We were in the kitchen. I was doing the dishes and Mama was Pyrex-ing the left over from our Mother's Day lunch.

"I don't know. It's unlike that time with HE, it doesn't feel painful." ME

"Anak, the heart knows exactly what it needs. Don't strain it to break if it's not what it needs right now. And don't pressure yourself to hurt too. Maybe you didn't love him as much as you thought you did - that's okay. You gave it a chance and I know how big that is for you." Mama

"I feel like a bad person for not hurting as much Ma." ME

"Perhaps you had let go even before you actually did. Don't think you're a bad person because of it. This is your reflex from a ton of heartaches in the past - which I also contributed to." Mama

"Thanks Ma. I know you're trying to make me feel better. I did give you a couple of heartaches din naman. Quits na tayo dun. It just feels like I'm betraying M." ME

"If there's anyone you should think of not betraying, it should be you." Mama

I gave a faint smile.

"Hey son, the fact that you're still thinking of of M means you care for him." Mama

"But not love him." ME

"Love is a loose concept son - you know that by now. It doesn't mean that all love is the same. It also doesn't mean that if you love HE differently than M, that it's not special too. Talaga naman that we don't love the same way twice - but it's still love son. Love is love and they're all equally important." Mama

Mama gave me a tight hug. And I knew, of all the things - this, right here, is what I needed the most. This is all I need. She's all I'll always need.




P.S. Belated Happy Mama's Day to your mom/s. Whoever you are that's reading this.

Thursday, May 4, 2017

Bagets 101...

Remember R?

Well we got into talking over dinner the other day and I asked him how he and B2 lasted that long.

He was quick to qualify what “last” means - it means intermittently seeing each other over a number of years. No relationships. Some expectations. Always bounded by rules.

So I asked him, what exactly are these rules anyway? So here’s a run-down of the things to remember when dealing with bagets. Paraphrased as I remember it.

0. Bagets should not be a minor.

1. You are not the girlfriend. You are not a girl. Period. So you have no business where he’s been or what he’s doing. Huwag kang needy bakla.

2.  Wala ka din dapat paki-alam kung my keme siyang ibang (mga) bakla. Kaya play safe lang lage kasi you don’t know where that’s been.

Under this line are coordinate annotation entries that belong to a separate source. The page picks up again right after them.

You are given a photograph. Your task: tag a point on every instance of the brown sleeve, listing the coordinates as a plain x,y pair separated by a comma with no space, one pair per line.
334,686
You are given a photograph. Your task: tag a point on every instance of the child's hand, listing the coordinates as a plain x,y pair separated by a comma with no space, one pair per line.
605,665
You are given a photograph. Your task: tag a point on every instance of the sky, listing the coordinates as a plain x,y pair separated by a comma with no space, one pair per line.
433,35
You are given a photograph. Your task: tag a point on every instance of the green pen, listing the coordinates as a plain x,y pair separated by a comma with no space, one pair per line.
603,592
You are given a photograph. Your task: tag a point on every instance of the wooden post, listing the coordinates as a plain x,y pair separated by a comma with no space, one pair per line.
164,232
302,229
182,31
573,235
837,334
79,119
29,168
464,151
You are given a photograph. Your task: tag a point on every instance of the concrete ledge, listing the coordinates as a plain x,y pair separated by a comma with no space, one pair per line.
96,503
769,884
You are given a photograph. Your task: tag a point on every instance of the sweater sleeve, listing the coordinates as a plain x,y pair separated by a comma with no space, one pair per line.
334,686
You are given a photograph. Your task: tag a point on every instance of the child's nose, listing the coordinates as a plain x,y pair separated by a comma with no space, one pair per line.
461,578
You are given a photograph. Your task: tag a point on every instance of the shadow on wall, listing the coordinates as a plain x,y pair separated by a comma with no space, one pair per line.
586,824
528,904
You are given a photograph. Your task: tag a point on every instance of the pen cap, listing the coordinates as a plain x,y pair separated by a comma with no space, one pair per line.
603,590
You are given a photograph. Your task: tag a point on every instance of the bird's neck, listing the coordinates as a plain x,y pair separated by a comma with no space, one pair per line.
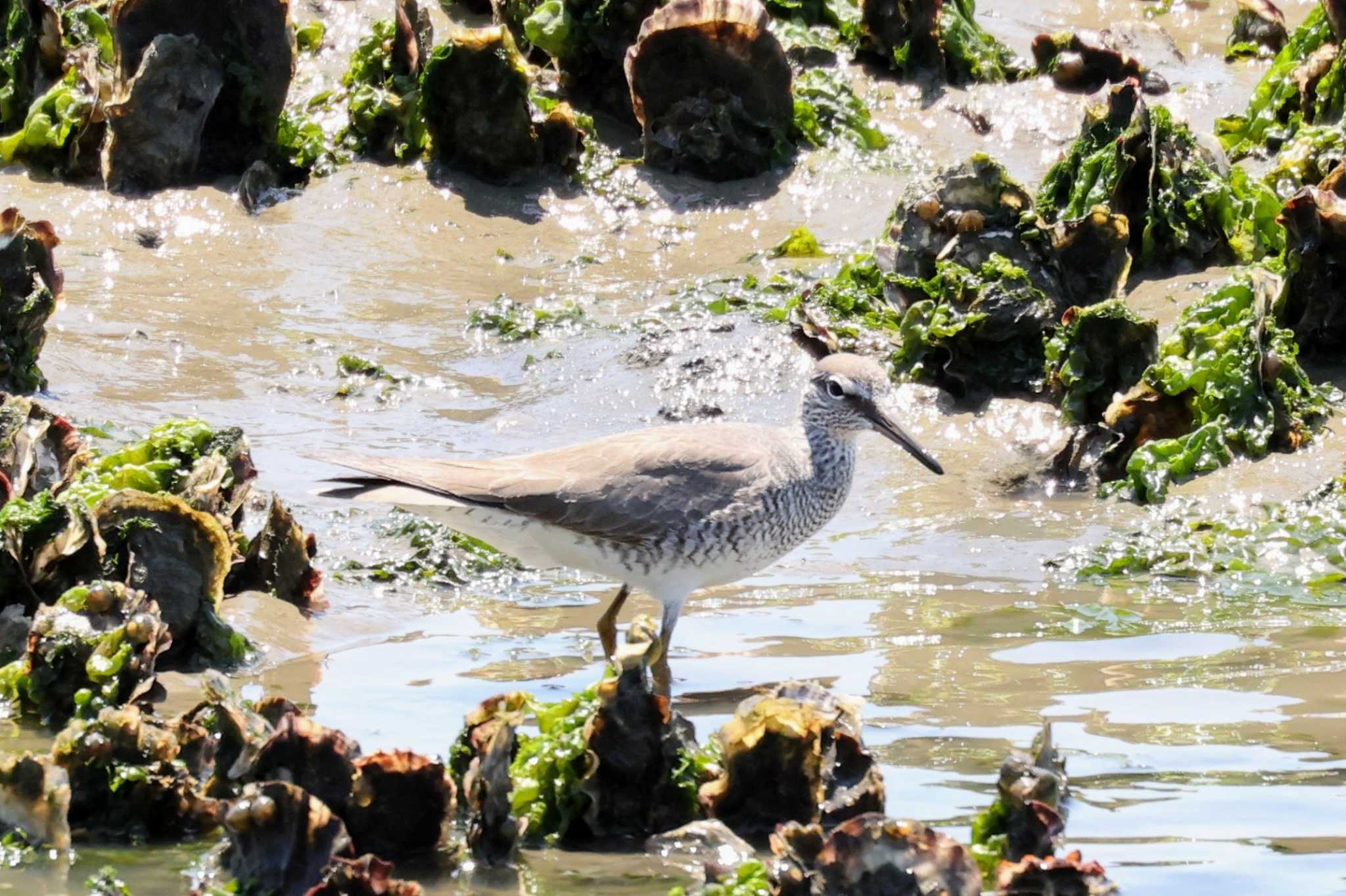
832,457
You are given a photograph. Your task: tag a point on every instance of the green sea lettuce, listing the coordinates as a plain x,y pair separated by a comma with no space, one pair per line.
1238,374
825,109
30,288
1306,84
1096,353
383,101
750,879
973,330
942,39
1136,160
549,766
18,61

3. Kung free siya, hindi ka free - no pressure. And vice-versa. And you do not wait for him - if he says he’s coming by 9 PM and he comes in late, do not nag.

4. Trust should never be present (not the condom – although yes, the condom too). Always be on guard on your things.

5. Never dole out without anything in return. Dapat laging may kapalit. Kasi kapag nalaman niyang pwede naman pala yun - lagot ka na.

6.  You should have no care if he takes a private call when you’re together.

7. Do not be social media friends.

8. Ang toka mo lang dapat siya - hindi yung girlfriend niya, anak niya, magulang o mga kapatid niya o yung basketball team nila. Hindi dapat package deal.

Being the frustrated lawyer that he is, he said those 8 rules are GENERAL rules, there is an exemption. 

R says that you will be able to FEEL sincerity, honesty and goodness. Hindi yung binobola ka na lang niya. There will be instances where bagets will prove this. But do not mistake it daw as love. If you feel in your heart that he is true, then give a little trust - this little trust will make the “intermittent seeing each other” last longer.

I gotta love the wisdom of my friends. LOL!